Au cœur de la jungle colombienne, dans la Sierra Nevada de Santa Marta, une randonnée mène à la Ciudad Perdida. Elle s'impose de plus en plus comme un incontournable, en Amérique du Sud.
Perdue pour les envahisseurs venus de l'autre côté de l'océan, mais pas pour les Indiens qui ont toujours connu l'existence de ces ruines emmitouflées de jungle. Et ils se sont bien gardés d'en révéler l'existence. Ce n'est qu'en 1976, que l'homme blanc « découvre » le site quand deux pilleurs de tombes qui remontaient le Buritaca, tombent complètement par hasard sur d'intrigantes marches de pierre partant à l'assaut de la montagne. Le cœur battant la chamade, ils suivent le formidable escalier qui les mène, ahuris et pantelants, jusqu'aux vestiges d'une cité tayrona abandonnée au XVIIème siècle.
Étagé entre 900 et 1200 mètres d'altitude, le site se présente comme une succession de plateformes, vestiges de maisons ou de centres cérémoniaux, reliées par de petits chemins dallés. Teyuna semble avoir été habitée depuis au moins le VIIème siècle. Seuls 40% des vestiges ont été mis à jour.
Des escaliers et des plateformes dans la jungle
Ces mêmes marches, couvertes d'une pellicule de mousse traîtresse, sont toujours l'unique moyen d'accès. Des types, dont c'est probablement le métier, se sont amusés à en compter plus de deux mille. Ruisselant de sueur, ahanant comme un bœuf au labour, on parvient aux premières terrasses où une escouade de bidasses en mal de compagnie vous souhaite la bienvenue. Les malheureux, en poste depuis 5 mois, guettent la relève. Ils vous empoignent les mains comme s'ils retrouvaient de vieux copains d'enfance.
Comment c'est la vie ici ? « Mucho duro » avoue dans un souffle le sergent natif de Bogotá. Ces pieds-tendres font bien rigoler Septimo, le gardien du site, en place depuis 18 ans. Ce que redoute le plus Septimo ? Les fourmis auxquelles il a déclaré la guerre à grand renfort de produits chimiques. En creusant leurs galeries sous les esplanades, ces bougresses les déstabilisent et font vaciller les pierres.
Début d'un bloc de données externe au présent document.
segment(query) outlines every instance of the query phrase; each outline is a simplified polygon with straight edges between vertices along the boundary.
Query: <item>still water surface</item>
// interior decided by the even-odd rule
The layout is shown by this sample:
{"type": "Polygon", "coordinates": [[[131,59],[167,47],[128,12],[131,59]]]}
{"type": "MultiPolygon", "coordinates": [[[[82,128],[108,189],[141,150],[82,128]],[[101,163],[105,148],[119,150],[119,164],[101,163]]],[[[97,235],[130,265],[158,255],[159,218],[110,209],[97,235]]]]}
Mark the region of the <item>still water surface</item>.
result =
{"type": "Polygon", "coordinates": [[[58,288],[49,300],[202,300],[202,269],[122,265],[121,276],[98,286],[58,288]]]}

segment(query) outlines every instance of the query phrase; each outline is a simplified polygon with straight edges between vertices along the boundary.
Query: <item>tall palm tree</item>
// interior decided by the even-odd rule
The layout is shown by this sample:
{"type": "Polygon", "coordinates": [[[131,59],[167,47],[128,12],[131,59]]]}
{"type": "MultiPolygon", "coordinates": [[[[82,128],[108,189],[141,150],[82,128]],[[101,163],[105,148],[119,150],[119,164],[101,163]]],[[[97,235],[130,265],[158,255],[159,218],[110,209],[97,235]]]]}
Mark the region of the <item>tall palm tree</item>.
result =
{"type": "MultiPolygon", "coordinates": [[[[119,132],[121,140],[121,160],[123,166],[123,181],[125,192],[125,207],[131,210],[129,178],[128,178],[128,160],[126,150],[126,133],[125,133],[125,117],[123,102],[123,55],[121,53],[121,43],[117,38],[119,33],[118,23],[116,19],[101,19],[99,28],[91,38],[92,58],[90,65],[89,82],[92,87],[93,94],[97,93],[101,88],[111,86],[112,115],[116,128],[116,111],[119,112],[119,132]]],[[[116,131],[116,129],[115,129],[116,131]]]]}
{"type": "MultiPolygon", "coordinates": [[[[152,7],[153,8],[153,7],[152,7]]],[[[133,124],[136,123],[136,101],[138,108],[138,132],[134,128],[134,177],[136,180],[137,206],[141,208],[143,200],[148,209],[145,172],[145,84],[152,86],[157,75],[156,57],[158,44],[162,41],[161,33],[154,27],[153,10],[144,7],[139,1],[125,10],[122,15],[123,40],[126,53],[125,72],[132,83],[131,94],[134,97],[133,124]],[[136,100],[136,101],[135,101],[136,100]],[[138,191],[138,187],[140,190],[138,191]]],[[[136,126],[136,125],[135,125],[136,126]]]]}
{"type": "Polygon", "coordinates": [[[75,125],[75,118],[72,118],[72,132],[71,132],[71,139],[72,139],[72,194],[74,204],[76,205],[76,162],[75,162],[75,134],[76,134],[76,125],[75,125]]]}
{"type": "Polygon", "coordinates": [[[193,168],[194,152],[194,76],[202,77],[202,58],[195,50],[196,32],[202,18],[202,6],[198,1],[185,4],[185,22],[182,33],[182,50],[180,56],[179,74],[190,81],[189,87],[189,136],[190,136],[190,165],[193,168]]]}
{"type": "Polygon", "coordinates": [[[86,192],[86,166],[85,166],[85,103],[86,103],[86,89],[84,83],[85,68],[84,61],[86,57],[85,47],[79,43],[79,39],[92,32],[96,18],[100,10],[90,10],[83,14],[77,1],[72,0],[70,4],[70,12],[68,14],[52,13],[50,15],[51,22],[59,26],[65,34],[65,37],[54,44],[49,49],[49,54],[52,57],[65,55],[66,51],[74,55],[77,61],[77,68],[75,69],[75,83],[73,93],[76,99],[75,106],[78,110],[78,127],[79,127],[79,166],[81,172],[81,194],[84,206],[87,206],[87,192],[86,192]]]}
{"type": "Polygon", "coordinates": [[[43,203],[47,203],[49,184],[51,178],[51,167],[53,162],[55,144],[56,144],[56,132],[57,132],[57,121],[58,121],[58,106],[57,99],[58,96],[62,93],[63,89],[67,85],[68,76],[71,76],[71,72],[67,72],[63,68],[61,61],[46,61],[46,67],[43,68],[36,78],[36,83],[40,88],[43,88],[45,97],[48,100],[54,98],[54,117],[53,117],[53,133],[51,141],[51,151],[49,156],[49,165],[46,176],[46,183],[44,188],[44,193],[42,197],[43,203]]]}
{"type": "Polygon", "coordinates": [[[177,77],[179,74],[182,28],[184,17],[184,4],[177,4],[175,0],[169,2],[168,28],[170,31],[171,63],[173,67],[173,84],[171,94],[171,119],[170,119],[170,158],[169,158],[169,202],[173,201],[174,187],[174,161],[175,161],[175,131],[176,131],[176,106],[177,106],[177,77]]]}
Dans un extraordinaire décor de fougères arborescentes et de palmiers tagua, les archéologues ont dégagé les terrasses qui jadis supportaient les maisons tayronas. Ils ont restauré sans mortier ces soubassements circulaires et ont ainsi reconstitué la structure de la ville telle qu'elle était quand ses 2 000 habitants l'ont progressivement abandonnée suite aux épidémies de variole, typhus et autres rubéoles charriées par les Espagnols.
Les Tayronas qui, suite à cet exil, se scindèrent en plusieurs peuples - dont les principaux sont devenus les Kogis, Wiwas, Aruacos – ne juraient que par les courbes, les sinuosités, ménageant de grands espaces entre les édifices ronds, aux antipodes de notre urbanisation quadrillée de lignes droites et de perpendiculaires, où l'espace se doit d'être occupé au maximum.
Là-bas, sous les larges feuilles des yagrumos, un petit sentier étouffé par la verdure s'enfonce à flanc de montagne en direction d'El Tigre, une autre cité encore plus perdue, à 4 heures de marche et qui n'a pas encore été dégagée. Il y aurait ainsi 25 autres villages disséminés dans la vallée du Haut Buritaca sous un épais manteau de forêt. On aurait presque envie de continuer, machette à la main.